Faith Alone


500 years ago, this fall, a Roman Catholic priest, named Martin Luther, produced a list of theological statements that addressed doctrinal concerns facing the church of his day. He reportedly posted the list on the door of a prominent church in Wittenberg, Germany to make its contents available to the public. Translations of Luther’s famous “95 Theses” were soon reprinted and distributed throughout Europe. This act marked the beginning of the Protestant Reformation, a theological movement that changed history and that is still impacting the Christian Church throughout the world, to this day.

A biblical truth emphasized in the Reformation is the idea that salvation is given by grace alone, received through faith alone, and based on the work of Christ alone. In other words, acceptance with God is not something we earn through our moral effort; it is a gift from God.

This fall at ACC, to commemorate these great Reformation truths, we will be studying the New Testament book of Galatians.

Galatians is probably the earliest letter in the Bible written by the Apostle Paul. It was addressed to a group of churches that Paul and Barnabas had planted in Asia Minor (present-day Turkey). Paul wrote this letter in response to a report that false teachers were infiltrating these churches. The message of these false teachers was that Gentile believers needed to be circumcised, adhere to Jewish dietary laws, and follow other Jewish customs if they hoped to be saved. (The presence of similar false teachers in the church at Antioch is described in Acts 15:1.) 

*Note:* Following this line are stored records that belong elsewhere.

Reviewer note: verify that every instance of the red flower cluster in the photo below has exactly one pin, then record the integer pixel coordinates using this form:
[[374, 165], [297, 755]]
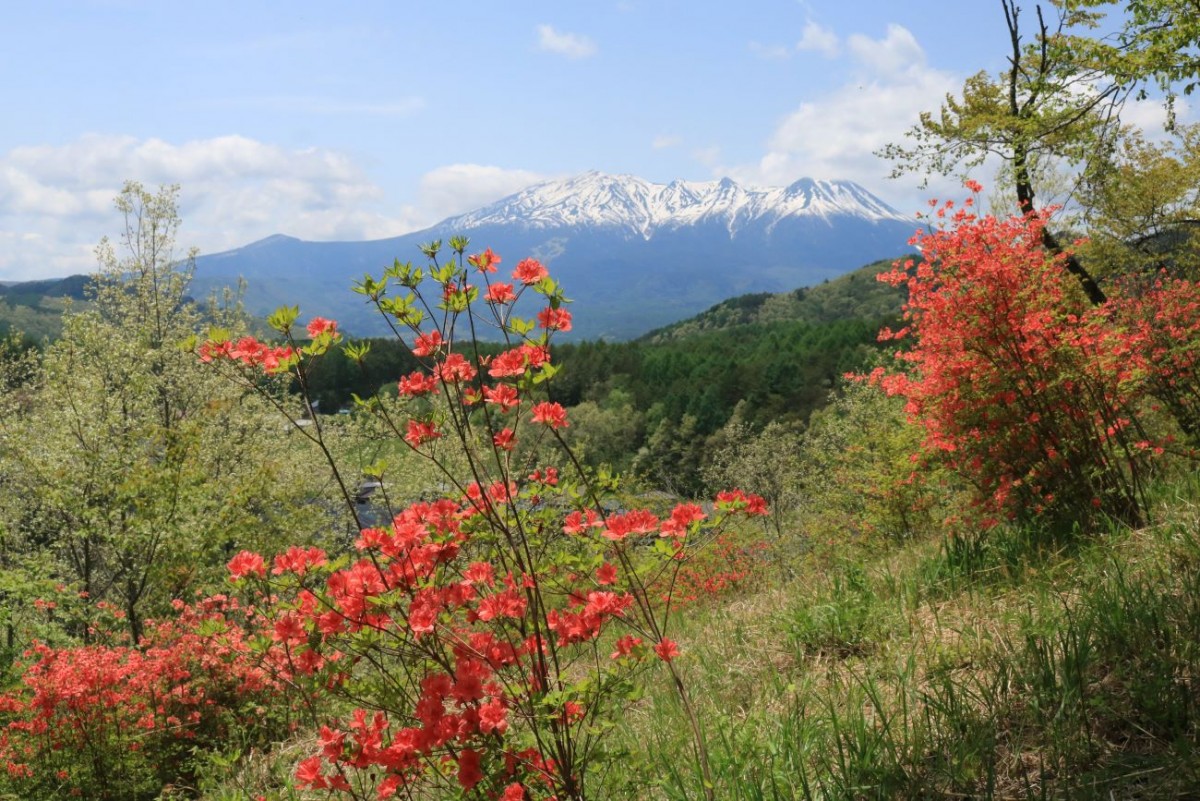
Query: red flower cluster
[[251, 353], [149, 705], [1020, 385]]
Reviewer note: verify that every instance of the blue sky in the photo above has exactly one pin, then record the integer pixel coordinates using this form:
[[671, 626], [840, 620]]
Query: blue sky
[[360, 120]]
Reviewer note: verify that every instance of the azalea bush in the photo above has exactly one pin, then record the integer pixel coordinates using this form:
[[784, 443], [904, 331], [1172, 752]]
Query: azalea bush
[[114, 720], [1031, 393], [483, 642]]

Paul wrote the letter to the Galatians because he was greatly alarmed.  He wanted to defend the doctrine that salvation is by grace alone, through faith alone, because of Christ alone.  In other words, he wanted to defend the gospel. To suggest, as the false teachers were doing, that we need to add our good works to the gospel nullifies its message completely. 

Though we are long removed from ancient Galatia and from medieval Germany, the issues addressed in the book of Galatians (and the issues addressed by the Reformers) are still vitally important in our lives today. It is only as we come to understand and embrace the pure message of the gospel that we experience God’s power and joy in our lives.

So, come study Galatians with us this fall. We will be preaching from it on Sundays and discussing it in many of our Community Groups during the week. Come re-discover the power and joy of the gospel – the message of God’s gift of life received through faith alone.